В поездке Михалыч расслабился окончательно и в Чебаркуле — нарвался на невесть откуда взявшуюся огромную бродячую банду демонов. Если верить мэру, это было не меньше чем прикочевавшее на челябинские земли войско Атиллы, возглавляемое каким-то демоном невероятной силы.
Кочевники весело перебили всю охрану свадебного поезда, а «любовь мою последнюю», которую, кстати, и звали Люба, умыкнули в гарем пришлому Атилле, которого, кстати, звали Крам. А Михалыча просто бросили — и это было самым унизительным.
— Представляешь, я такой стою — а они уходят. Я всю магию по ним слил, думал — хотя бы убьют, а они только поржали надо мной и убежали! — от заново переживаемых унижений мэр даже протрезвел немного. — Ну я постоял такой, да и пошел пешком в Челябинск. Один.
Михалыч скрипнул зубами и яростно всосал стакан.
— Сурово с тобой жизнь обошлась, — согласился Псих. — А ты что? Только не говори мне, что, вернувшись, ты тут же не собрал еще большую банду и не поскакал утолить жажду мести, поотрывав бошки.

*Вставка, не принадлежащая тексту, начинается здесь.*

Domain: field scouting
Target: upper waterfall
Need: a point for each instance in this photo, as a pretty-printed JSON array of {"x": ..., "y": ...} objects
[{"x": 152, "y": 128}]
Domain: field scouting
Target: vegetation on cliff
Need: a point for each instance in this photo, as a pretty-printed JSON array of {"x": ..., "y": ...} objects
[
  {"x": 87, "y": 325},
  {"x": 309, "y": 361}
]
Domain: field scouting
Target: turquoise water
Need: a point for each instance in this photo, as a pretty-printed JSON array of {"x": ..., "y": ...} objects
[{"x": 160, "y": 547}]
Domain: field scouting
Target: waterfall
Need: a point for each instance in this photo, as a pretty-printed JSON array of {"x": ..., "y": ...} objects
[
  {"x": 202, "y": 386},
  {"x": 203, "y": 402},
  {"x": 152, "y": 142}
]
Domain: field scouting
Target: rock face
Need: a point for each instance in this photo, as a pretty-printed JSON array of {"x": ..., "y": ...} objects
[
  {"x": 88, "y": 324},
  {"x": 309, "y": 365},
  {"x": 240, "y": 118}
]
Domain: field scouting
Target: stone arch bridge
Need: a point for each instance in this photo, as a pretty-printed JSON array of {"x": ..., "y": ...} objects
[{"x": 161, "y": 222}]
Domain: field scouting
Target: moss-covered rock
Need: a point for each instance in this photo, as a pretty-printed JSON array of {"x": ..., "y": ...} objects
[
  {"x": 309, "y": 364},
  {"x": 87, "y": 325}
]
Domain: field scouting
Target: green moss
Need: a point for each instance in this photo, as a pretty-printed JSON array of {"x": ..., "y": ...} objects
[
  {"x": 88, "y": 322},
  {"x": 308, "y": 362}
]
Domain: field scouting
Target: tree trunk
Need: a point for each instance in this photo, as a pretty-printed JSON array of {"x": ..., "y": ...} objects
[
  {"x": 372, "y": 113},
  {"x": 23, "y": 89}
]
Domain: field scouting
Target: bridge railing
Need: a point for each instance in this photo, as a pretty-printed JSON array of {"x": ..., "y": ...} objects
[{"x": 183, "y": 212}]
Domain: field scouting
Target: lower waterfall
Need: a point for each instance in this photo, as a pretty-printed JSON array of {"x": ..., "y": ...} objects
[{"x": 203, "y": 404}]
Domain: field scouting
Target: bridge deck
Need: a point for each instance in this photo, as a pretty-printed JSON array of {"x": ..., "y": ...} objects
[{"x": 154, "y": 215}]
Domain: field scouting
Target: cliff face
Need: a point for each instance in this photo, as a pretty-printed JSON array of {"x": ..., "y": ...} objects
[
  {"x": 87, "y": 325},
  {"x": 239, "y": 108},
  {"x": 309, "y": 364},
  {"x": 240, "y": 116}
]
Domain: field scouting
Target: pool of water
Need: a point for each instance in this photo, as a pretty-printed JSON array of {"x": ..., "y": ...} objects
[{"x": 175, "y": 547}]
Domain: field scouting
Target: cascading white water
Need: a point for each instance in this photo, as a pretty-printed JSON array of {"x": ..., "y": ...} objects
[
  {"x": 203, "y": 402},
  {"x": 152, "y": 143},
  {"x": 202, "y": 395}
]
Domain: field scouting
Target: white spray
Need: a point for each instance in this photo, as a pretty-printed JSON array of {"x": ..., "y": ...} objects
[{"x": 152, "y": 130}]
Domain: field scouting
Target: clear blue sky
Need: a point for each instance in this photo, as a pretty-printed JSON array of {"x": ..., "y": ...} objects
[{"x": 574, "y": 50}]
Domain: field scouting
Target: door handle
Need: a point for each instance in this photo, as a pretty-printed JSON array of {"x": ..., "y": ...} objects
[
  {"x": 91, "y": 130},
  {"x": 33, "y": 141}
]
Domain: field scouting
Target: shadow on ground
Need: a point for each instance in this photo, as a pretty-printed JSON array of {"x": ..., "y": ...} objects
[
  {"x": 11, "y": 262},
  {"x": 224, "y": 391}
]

— Собрал и поскакал, разумеется, — закивал мэр. — Меньше половины домой вернулось. Я тебе наврал, каюсь. У этого Атиллы людей — десятков пять-семь, не больше. Зато есть какой-то артефакт невероятной мощи. Я не знаю, что это за фигня, но это капец какая фигня. Сначала огнем все поливает как из огнемета, потом ядовитым дымом все заволакивает, а под конец песок летит, да с такой скоростью и силой, что минут за десять все мясо с костей стешет.
— Сурово, — повторил Псих.
— Да не то слово! — махнул рукой Михалыч.
— Ну и что дальше было? — поинтересовался Псих.
— А все, больше ничего и не было! — мэр опять скрипнул зубами и опять засадил стакан. — Демоны так в Чебаркуле и осели. Там хорошо — море озер, куча санаториев. К моему удивлению — дальше не пошли, Челябинск захватывать не стали. Похоже, их и Чебаркуль вполне устраивает. Он с Любой в Чебаркуле сидел, а я в Челябинске. Я еще пару раз попытался Любу вытащить — опять кровью умылся. Как жил — даже вспоминать не хочу. Злоба меня грызла — как будто внутри собака бешенная поселилась. Дурил по страшному, смерть звал, специально нарывался. Всех демонов на контролируемой мною территории извел, думал — Атилла не простит, но ему, похоже, пофиг. Так и сидит в Чебаркуле, носу не кажет. Видать, злость эта во мне в болезнь и переродилась. И тоже — хитрая болезнь какая-то, не сдохнуть, не выздороветь. Как будто издевалась надо мной судьба. И ты вот меня спас — я сперва обрадовался, задолбался я овощем жить, если честно. А сейчас что-то малость в себя пришел — и опять в голове как жук-короед свербит: «Да нафига тебе такая жизнь? Да лучше сдохнуть, чем так жить…». Веришь, нет — реально не знаю, что делать!
— Что делать, что делать… — сильно пошатываясь, Псих встал из-за стола. — Что тут думать — трясти надо! Ты не уходи, я скоро приду — добьем пузырь.
— Ты куда собрался? — не понял Михалыч.
— Как куда? — сильно удивился Псих. — В Чебаркуль.
Мэр был настолько пьян, что даже особо не удивился.